Okay, that's enough for now. This is harder than it looks, people.

4 comments:

LetsGoMavs said...

I must say, I'm loving the rundowns of the teams. Excellent job. Helps a ton that I can click on the name and see them right away. You're pretty accurate on the Mavs...but maybe a bit too nice on Gaulrapp...that guy is butt ugly to the point it's scary. When I see him out at the bar I'm going to have to run the other way! You figured out the Clark/Zacharias deal. I don't know what's up with the website! Zacharias is the dark haired guy and clark is blonde. Good call on Tyree...he looks old as heck! I'm hoping most of these guys are better looking in person. Of course, I won't know until I see them at the bar or something...so I can see them up close and personal:)

DC said...

We always appreciate hottie reports from the field.
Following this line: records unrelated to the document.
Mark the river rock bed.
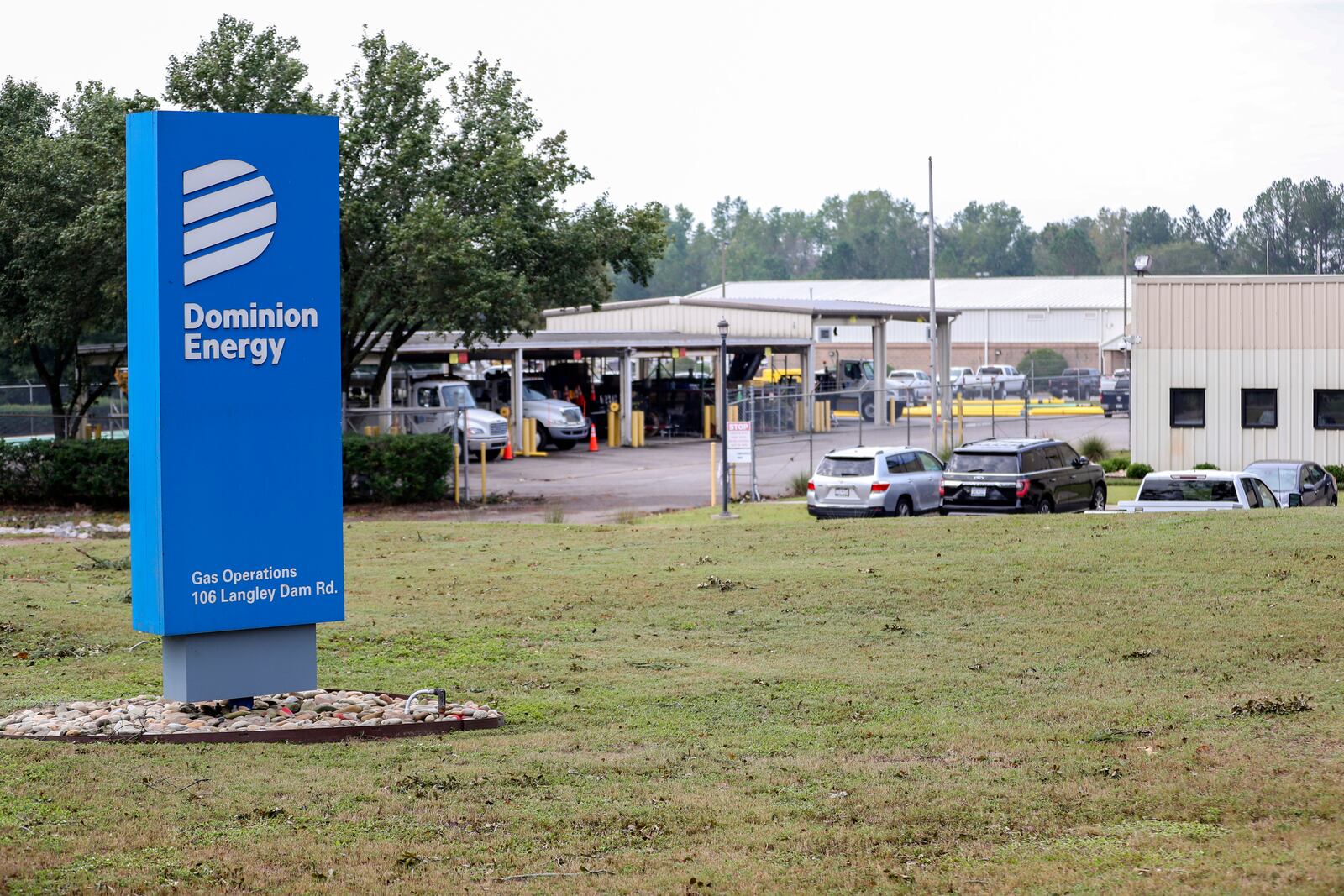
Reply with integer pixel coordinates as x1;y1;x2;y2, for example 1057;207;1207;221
0;690;500;737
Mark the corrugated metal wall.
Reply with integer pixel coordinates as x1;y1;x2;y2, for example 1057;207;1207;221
835;307;1122;345
546;302;811;341
1131;277;1344;470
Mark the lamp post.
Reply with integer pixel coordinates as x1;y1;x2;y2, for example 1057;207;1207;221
717;321;732;520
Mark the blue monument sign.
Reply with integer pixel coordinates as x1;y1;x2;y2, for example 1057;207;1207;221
126;112;344;700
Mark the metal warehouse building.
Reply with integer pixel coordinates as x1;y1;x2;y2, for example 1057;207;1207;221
688;277;1134;372
1131;277;1344;470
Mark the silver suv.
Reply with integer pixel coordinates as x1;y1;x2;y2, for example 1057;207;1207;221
808;446;942;520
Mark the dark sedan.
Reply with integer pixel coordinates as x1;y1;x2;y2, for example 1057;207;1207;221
1246;461;1340;506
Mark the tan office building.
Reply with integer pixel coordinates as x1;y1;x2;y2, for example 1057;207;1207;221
1131;277;1344;470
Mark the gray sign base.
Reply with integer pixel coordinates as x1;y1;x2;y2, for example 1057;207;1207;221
164;623;318;703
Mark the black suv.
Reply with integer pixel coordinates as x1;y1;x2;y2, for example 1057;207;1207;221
939;439;1106;513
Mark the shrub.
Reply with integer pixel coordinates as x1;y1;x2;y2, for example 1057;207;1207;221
0;435;453;511
0;439;130;509
1074;434;1110;464
341;435;453;504
1017;348;1068;379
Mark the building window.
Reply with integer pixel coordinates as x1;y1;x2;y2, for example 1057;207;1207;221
1313;390;1344;430
1172;390;1205;428
1242;390;1278;430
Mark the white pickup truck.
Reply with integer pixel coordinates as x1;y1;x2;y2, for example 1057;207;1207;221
1117;470;1279;513
953;364;1026;398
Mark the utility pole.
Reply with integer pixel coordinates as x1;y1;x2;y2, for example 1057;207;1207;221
929;156;938;454
719;239;728;298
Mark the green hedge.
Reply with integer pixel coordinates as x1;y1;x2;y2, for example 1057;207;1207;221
0;439;130;509
343;435;453;504
0;435;453;509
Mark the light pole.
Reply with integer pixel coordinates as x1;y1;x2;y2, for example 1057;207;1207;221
1120;227;1129;336
717;321;732;520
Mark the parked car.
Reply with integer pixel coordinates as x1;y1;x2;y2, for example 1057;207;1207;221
887;369;932;405
406;379;508;461
1100;372;1129;417
948;367;976;395
961;364;1026;398
1100;367;1129;392
1050;367;1100;401
1246;461;1340;506
1118;470;1279;513
817;360;910;423
472;371;590;451
808;446;942;520
942;439;1106;513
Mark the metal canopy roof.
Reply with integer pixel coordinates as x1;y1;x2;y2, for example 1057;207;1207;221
543;292;961;321
370;331;811;361
682;275;1134;312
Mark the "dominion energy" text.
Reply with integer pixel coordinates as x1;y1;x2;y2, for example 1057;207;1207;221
181;302;318;365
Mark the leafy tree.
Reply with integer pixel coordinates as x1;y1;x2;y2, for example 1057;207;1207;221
817;190;929;280
170;16;667;390
938;202;1037;277
1035;219;1100;277
1129;206;1176;253
0;78;153;438
164;15;328;114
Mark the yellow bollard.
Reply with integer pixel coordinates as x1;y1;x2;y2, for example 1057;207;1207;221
710;442;719;506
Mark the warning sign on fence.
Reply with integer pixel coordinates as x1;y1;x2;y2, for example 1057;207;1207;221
728;421;751;464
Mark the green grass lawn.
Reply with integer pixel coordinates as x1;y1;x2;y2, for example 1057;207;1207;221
0;504;1344;894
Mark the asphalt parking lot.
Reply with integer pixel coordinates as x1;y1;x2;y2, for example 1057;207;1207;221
403;417;1129;522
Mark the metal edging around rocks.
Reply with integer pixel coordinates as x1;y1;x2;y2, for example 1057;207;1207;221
0;690;504;744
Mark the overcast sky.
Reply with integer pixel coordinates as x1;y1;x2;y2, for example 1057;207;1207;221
0;0;1344;227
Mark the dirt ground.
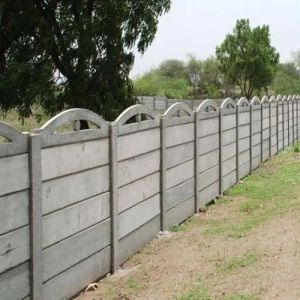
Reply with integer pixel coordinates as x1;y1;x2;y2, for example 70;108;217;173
77;152;300;300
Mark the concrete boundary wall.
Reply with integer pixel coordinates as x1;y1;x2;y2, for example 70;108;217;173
0;96;300;300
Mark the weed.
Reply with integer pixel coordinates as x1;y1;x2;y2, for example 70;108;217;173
176;284;212;300
125;277;143;294
220;250;261;273
223;294;259;300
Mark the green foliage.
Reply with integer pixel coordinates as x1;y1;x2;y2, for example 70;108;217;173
0;0;171;120
158;59;186;79
223;294;259;300
220;250;261;273
134;70;192;99
216;19;279;99
176;284;212;300
134;55;220;99
270;62;300;94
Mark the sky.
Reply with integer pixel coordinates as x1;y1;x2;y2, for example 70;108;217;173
131;0;300;78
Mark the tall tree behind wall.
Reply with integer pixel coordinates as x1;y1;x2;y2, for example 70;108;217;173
0;0;171;120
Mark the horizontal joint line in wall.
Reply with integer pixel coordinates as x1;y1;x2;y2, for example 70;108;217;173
166;195;195;213
0;187;30;199
166;156;195;171
117;123;160;137
118;169;160;189
0;257;30;276
166;139;195;150
198;131;219;140
199;146;220;159
42;190;110;218
118;147;161;163
42;162;109;183
199;179;219;192
199;161;219;176
118;213;160;242
43;244;111;284
118;191;160;216
41;136;109;151
166;175;195;191
0;223;29;239
43;217;111;251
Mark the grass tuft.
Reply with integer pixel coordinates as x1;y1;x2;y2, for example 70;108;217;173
220;250;261;273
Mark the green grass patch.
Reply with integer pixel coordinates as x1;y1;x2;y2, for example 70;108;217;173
223;294;259;300
170;216;199;232
176;284;212;300
125;277;143;294
203;148;300;238
219;250;261;273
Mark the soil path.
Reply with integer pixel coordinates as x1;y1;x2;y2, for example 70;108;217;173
77;152;300;300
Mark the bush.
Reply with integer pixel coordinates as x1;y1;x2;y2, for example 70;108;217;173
133;70;192;99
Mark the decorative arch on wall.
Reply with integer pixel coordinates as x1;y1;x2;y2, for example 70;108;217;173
220;98;236;111
261;96;269;105
163;102;193;118
250;96;261;106
35;108;109;146
196;99;219;114
0;122;28;157
114;104;160;134
237;97;250;108
38;108;108;135
115;104;158;126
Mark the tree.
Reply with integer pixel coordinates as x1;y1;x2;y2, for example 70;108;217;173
186;54;203;98
0;0;171;120
270;62;300;94
216;19;279;99
158;59;186;78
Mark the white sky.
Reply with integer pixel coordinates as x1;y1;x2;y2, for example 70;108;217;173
131;0;300;78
And I was too nice on a LOT of people.

MeanEgirl said...

Rob is DEFINITELY hot. It's an alright picture, but he's way better than that even.

Lordy's a cutie. The problem with pretty much all these pictures is... they look TERRIBLE! I guess that's to be expected in hockey pictures though. I'd move Eli and Lars up for sure.

Oh.. and why the hell do we have to share an entry with Mankato? That's crap, RWD. That's crap and you know it!

But anyway, nice job on all of this stuff. It's HILARIOUS to read. Definitely distracting me from what I should be doing now...

DC said...

You're sharing an entry with Mankato, yes. But it was dedicated to you!!